Well to do that, you have to know that

${\displaystyle \displaystyle P\rightarrow Q\equiv \lnot (P\land \lnot Q)}$

And then do a bunch of playing around. I think only mathematicians think it's easier. That being said, now that I worked it out, I might as well write that solution as well...

David Kohler17:12, 23 March 2012

Or simply

${\displaystyle P\Rightarrow Q\equiv \lnot P\lor Q}$

Either way, good that we have this additional solution, thanks for working it out. One last thing, should we not be more precise in the difference between \rightarrow and \Rightarrow?

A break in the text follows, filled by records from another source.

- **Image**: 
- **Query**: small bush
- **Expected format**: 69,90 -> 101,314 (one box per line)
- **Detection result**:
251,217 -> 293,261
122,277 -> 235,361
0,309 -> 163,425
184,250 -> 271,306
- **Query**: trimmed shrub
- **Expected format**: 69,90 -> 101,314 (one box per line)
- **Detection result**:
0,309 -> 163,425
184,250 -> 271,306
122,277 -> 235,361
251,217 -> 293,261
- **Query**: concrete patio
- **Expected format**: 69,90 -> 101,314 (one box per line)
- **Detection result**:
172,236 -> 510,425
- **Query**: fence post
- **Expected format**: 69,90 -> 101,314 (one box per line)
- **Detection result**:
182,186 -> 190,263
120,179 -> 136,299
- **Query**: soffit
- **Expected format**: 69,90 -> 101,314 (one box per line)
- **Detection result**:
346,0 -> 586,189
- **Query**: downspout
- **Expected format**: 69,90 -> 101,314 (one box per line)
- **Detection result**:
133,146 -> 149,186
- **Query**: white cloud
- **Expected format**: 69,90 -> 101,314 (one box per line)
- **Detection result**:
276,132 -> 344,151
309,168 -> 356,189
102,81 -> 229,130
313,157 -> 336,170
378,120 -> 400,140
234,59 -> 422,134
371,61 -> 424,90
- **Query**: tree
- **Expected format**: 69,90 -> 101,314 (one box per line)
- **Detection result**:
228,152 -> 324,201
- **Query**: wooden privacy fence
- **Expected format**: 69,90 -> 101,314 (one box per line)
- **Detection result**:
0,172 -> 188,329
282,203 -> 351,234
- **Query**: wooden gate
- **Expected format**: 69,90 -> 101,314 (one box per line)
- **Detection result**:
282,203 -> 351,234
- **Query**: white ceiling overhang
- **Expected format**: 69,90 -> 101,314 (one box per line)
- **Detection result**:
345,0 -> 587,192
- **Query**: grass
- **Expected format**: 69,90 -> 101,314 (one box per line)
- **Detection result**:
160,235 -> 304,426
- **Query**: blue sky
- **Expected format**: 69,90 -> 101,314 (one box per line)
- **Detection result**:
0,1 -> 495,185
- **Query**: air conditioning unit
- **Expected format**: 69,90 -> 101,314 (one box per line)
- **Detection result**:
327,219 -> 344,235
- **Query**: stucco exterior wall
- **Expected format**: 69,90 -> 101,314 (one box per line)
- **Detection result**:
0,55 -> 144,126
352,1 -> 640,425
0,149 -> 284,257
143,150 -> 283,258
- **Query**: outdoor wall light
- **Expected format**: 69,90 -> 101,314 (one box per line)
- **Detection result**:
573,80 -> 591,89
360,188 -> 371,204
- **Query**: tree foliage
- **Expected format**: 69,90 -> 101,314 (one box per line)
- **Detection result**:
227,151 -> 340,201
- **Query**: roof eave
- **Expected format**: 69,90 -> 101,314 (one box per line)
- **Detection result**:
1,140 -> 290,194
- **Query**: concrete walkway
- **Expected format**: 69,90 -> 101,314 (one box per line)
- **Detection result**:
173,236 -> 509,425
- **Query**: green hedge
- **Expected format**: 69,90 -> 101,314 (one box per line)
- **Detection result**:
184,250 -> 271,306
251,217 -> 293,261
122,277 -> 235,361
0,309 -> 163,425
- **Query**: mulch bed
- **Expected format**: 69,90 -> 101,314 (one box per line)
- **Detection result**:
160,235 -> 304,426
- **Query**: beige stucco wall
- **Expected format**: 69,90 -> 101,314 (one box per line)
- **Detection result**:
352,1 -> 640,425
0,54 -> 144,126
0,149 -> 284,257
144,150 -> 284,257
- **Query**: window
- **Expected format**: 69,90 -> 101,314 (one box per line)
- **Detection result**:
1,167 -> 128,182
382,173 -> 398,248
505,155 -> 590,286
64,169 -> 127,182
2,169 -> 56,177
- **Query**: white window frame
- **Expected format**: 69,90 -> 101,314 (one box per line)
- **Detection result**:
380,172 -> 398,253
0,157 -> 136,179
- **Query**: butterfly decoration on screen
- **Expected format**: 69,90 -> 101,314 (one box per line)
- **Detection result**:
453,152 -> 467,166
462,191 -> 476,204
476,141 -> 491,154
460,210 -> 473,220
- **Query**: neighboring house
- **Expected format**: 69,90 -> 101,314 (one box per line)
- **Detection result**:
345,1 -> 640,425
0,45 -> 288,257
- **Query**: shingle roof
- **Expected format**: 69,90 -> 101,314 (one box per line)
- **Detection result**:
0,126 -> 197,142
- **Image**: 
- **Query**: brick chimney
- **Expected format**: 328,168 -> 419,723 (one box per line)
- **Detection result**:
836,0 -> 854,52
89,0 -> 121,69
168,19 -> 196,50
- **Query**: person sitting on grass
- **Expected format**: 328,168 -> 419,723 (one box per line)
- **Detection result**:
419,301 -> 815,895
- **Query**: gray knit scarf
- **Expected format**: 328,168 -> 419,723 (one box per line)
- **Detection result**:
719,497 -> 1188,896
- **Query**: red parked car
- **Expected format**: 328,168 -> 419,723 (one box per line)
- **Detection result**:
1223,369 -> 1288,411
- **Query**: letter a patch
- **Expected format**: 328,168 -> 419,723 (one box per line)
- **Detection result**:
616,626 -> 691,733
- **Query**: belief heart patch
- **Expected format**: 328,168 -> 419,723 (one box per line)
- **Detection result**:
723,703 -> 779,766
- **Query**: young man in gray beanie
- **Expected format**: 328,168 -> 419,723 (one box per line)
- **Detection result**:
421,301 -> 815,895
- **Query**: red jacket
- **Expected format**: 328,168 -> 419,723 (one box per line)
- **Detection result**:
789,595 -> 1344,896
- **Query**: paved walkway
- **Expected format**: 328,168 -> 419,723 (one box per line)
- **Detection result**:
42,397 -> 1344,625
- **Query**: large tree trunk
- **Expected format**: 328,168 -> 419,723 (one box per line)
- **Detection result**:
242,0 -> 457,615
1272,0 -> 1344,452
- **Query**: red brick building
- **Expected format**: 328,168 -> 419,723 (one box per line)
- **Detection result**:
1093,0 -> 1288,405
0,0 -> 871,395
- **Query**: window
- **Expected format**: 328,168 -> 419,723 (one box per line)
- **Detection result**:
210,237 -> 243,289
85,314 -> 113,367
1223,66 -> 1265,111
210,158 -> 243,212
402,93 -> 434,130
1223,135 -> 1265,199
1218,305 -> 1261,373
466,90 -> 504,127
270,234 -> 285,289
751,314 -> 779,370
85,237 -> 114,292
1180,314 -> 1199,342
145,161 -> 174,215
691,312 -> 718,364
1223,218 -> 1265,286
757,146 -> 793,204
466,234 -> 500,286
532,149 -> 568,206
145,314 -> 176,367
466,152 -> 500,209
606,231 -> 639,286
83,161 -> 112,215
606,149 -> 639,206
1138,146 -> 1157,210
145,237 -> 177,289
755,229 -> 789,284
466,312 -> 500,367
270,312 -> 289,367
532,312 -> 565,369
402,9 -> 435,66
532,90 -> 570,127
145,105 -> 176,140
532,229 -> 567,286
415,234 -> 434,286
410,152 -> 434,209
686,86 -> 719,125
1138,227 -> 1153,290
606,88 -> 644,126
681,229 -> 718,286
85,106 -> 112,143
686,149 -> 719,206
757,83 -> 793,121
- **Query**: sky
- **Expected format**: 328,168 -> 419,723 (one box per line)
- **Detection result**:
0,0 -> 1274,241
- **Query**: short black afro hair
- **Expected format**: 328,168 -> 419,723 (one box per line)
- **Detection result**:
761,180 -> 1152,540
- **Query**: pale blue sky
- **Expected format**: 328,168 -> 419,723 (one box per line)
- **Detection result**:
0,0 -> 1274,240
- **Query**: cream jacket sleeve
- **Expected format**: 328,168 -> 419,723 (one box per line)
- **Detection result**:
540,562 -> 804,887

So far we use them interchangeably, maybe we should stick to one notation.

) ah yes, that should make it more easy. I'll simplify the proof with that. And as for the arrows, I don't think students will care much... the Rightarrow html equivalent is really ugly in the wiki font in my memory, but we can make the changes if you think it's important.
David Kohler18:23, 23 March 2012

Actually, the solution now doesn't use Morgan's Laws at all... It's much simpler, but I'm still unsure if in the case of MATH220, the truth table isn't what is intended. In any case, we have both now :)

David Kohler18:34, 23 March 2012

Beauty! And Rightarrow or rightarrow may not be that big of a deal after all. We can still change it if people start commenting that it's confusing.